Amira’s phone beeps, and before she can pick it up, I see that it’s an alert. My hand clenches around what’s left of my cookie.
The Crimson Cryer has tweeted again.
CRIMSON CRYER
@crimsoncryer · 2h
Finally @CliffordTNpd has evidence that @BeckettBergen TRULY IS #LullabyDoe’s mother.
#JusticeForLullaby
1058 2477 3057
SIXTEEN
I leave Amira’s house so quickly that I forget my plate in my rush to race home and ask my mom what on earth the Crimson Cryer could be talking about.
So far, that anonymous asshole’s information has been so accurate, according to my mother, that the police think someone in the department is leaking information. But there’s one exception.
Me.
Twice now, the Cryer has either implied or announced that I am Lullaby Doe’s mother, and obviously that’s been wrong, both times. Yet a few days ago, the Cryer also came to my defense, asking people to leave me alone and reserve judgment.
Why the change of heart? Why the transition from fact-based—if leaked or stolen—information to flat-out lies about me?
I park on the curb in front of the house, because Penn’s already claimed the second spot in the driveway, and I stomp across the yard, ready to demand answers from my mother. But when I throw open the door, Landry stumbles to a startled halt in the middle of the living room, on her way to the kitchen.

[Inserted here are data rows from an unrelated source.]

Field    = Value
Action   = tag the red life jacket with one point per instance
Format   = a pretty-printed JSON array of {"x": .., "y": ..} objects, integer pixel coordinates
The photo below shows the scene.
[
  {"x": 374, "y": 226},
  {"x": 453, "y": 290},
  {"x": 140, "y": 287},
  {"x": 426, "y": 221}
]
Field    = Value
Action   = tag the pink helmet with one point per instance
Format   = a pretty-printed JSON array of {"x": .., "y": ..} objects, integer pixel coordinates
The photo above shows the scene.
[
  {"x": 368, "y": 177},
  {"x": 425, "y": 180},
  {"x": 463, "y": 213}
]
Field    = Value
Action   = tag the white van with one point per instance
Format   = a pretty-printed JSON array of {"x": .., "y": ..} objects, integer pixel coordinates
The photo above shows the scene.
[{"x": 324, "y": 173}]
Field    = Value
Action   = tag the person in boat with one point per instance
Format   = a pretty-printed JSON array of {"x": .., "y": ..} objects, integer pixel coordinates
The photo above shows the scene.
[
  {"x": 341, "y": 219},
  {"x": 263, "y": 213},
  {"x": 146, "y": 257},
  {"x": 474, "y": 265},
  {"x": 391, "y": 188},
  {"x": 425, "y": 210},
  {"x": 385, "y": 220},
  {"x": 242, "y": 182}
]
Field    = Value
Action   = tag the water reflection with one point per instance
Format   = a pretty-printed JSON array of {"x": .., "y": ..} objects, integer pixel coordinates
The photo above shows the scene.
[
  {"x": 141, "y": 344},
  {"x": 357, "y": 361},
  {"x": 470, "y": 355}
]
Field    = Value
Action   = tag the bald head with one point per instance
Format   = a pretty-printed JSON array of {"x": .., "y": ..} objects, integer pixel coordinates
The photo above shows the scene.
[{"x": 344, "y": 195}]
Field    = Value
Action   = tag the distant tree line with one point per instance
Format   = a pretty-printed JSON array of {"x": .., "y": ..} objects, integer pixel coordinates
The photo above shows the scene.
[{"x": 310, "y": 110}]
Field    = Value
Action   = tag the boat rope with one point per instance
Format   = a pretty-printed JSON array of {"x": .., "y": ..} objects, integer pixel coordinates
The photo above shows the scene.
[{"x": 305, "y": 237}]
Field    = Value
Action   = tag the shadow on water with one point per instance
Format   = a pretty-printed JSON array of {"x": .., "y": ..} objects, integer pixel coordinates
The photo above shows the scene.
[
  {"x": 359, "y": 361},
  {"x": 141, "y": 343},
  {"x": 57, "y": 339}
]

“Beckett! Come on! We’re doing gingerbread!” She holds up the Bluetooth speaker Mom gave her for her thirteenth birthday, which she’s evidently just retrieved from her room.
Doing gingerbread?
I close the front door and follow my sister into the kitchen, where my mother and brother are gathered around our small island, huddled over something. Landry sets the speaker on the counter and plugs it in, because the stupid thing has never been able to hold a charge. She taps something on her phone, and Christmas music starts playing over the speaker.
“Hey!” My mother stands with a tube of icing in one hand and a big, square cookie in the other, and suddenly I understand.
They’re making a gingerbread house.
Or rather, they’re putting together a premade gingerbread house, from a kit.
“They were on clearance!” Landry announces as she steals a piece of candy-coated chocolate—a generic M&M—from a bowl on the end of the island. “Even though it’s still three days until Christmas!”
“Wrapping paper and lights were on sale too,” Penn says around a chunk of something sticky. There’s an empty candy wrapper on the counter next to him.
“When I was a kid, my parents always bought clearance wrapping paper and lights the week after Christmas,” my mom says. “But now the stores put everything on clearance a week before the actual holiday, assuming everyone’s already done decorating for the year. Boy, have they underestimated the Bergen family’s willingness to procrastinate!”
“Hey, can you hold this?” Penn nods at the gingerbread wall he’s propped into place. “So I can glue it?”
I hold the wall—another big, square cookie—while he squirts thick white frosting on one edge, then I place it where he shows me, pressing the frosted edge against another big cookie to form the corner of this super-basic gingerbread house.
We used to do this for real. Mom and I used to make homemade gingerbread dough, while Dad and Penn sketched out a design for the house. Then we’d roll out the dough and measure and cut the pieces, while Landry danced around in Christmas pajamas and a Santa hat, because she was too little to help, until we got to the part where she could glue on pieces of candy.